In October, several scientists in Italy were convicted of manslaughter, having been accused of withholding crucial information that led to the death of several individuals during an earthquake in 2009. Their conviction came because they didn’t report what they felt, in their expert opinion, was inconsequential. The judge disagreed. Hindsight makes their conviction seem justified. Being wrong is costly, but is constant paranoia worth it?
Some have adopted a style of reporting that no longer informs the populace of necessary information, but rather creates an atmosphere of fear that chokes away our freedoms and leaves us gasping. Hyper-scrutinizing eyes are particularly numerous in this part of the country, and with Veterans Day approaching, an overzealous patriotism might be the catalyst for reporting what is perceived to be unusual.

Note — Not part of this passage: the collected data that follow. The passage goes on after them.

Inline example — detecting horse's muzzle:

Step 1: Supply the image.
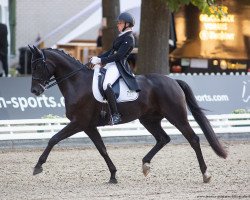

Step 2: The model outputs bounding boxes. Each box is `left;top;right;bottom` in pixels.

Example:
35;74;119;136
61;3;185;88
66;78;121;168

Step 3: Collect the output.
31;88;41;96
31;84;45;96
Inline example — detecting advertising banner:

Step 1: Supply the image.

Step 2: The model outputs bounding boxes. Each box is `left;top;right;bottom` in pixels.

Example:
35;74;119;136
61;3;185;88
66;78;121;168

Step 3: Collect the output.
0;75;249;120
0;77;65;120
174;75;250;115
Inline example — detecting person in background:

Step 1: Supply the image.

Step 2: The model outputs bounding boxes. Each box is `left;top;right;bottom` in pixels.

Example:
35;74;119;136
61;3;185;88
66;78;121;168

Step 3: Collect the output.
0;23;8;77
96;27;103;47
0;60;4;77
127;32;139;72
90;12;140;125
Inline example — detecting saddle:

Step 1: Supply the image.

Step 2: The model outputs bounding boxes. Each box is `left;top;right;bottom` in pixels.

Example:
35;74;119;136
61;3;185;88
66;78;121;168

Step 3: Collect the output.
92;65;139;103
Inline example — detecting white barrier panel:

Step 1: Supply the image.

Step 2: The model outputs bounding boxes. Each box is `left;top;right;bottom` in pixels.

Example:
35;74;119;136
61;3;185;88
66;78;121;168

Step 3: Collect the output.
0;114;249;140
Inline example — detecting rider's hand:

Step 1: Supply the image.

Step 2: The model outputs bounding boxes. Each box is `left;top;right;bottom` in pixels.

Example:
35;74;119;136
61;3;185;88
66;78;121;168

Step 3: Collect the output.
90;56;101;65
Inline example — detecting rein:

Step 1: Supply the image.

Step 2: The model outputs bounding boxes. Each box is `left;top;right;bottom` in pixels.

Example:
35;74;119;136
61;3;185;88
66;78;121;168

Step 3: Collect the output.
45;65;87;89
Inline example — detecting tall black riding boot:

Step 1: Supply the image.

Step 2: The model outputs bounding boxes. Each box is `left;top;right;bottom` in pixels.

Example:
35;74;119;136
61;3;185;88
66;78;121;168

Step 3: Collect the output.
104;84;121;125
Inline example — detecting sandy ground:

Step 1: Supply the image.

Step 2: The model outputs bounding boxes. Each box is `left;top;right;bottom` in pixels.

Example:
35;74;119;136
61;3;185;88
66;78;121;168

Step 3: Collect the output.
0;141;249;200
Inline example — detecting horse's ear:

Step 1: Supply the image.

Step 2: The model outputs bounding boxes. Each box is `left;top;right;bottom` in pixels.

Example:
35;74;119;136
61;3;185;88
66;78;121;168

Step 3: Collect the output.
33;45;43;58
28;45;35;54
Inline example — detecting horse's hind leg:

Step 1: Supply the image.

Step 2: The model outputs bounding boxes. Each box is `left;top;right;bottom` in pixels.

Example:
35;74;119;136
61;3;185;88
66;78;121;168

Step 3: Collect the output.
139;116;170;176
174;120;211;183
84;127;117;184
33;121;82;175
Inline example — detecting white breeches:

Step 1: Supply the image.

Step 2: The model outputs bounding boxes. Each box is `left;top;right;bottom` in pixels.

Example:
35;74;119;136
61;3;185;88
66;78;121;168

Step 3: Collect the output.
103;62;120;90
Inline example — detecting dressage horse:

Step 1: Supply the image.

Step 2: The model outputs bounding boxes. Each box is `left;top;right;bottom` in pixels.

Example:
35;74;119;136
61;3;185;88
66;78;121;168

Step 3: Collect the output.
28;46;227;183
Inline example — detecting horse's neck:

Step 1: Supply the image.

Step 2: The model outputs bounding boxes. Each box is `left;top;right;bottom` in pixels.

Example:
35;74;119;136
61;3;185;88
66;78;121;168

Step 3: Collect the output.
46;50;93;99
54;62;93;99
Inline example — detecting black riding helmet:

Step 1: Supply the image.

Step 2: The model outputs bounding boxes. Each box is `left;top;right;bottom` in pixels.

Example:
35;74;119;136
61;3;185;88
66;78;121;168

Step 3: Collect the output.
117;12;135;27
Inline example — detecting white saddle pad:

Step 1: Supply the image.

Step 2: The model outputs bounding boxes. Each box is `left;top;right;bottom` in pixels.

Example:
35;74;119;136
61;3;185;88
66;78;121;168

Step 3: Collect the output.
92;66;139;103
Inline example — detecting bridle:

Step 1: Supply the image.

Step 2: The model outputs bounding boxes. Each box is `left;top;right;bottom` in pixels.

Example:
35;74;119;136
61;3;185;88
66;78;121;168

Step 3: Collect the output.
31;50;89;90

These days we believe in a system of divulging everything we see and hear, even if it is as small as one student commenting on how she would like to punch a professor because of the difficulty of her English exam. The reporting of such an incident, however, does nothing for protection. Instead, it generates unease at the thought that every conceivable remark could be the trip-wire for the next Virginia Tech-type incident.
To create fear out of something entirely mundane is a reactive culture. The truly sad aspect about this is that we, as students and people, have the ability to correct it, but we choose to keep ourselves in the dark. We can decipher when a person is joking and when a person is genuinely crying out for help or paving a destructive path for themselves, and yet, we ignore this ability time and time again.
Instead, we spread the word amongst each other and authorities, further destroying our prospects of peace in favor of a time of absolute terror, hidden beneath a false friendly face.
The sad fact of it all is that the cure lies right before us. The “if you see something, say something” mantra has gone too far. Use common sense. It is the appeal to reason that we lack in the first place. Leave the over-saturation of reporting to the likes of Fox News and MSNBC.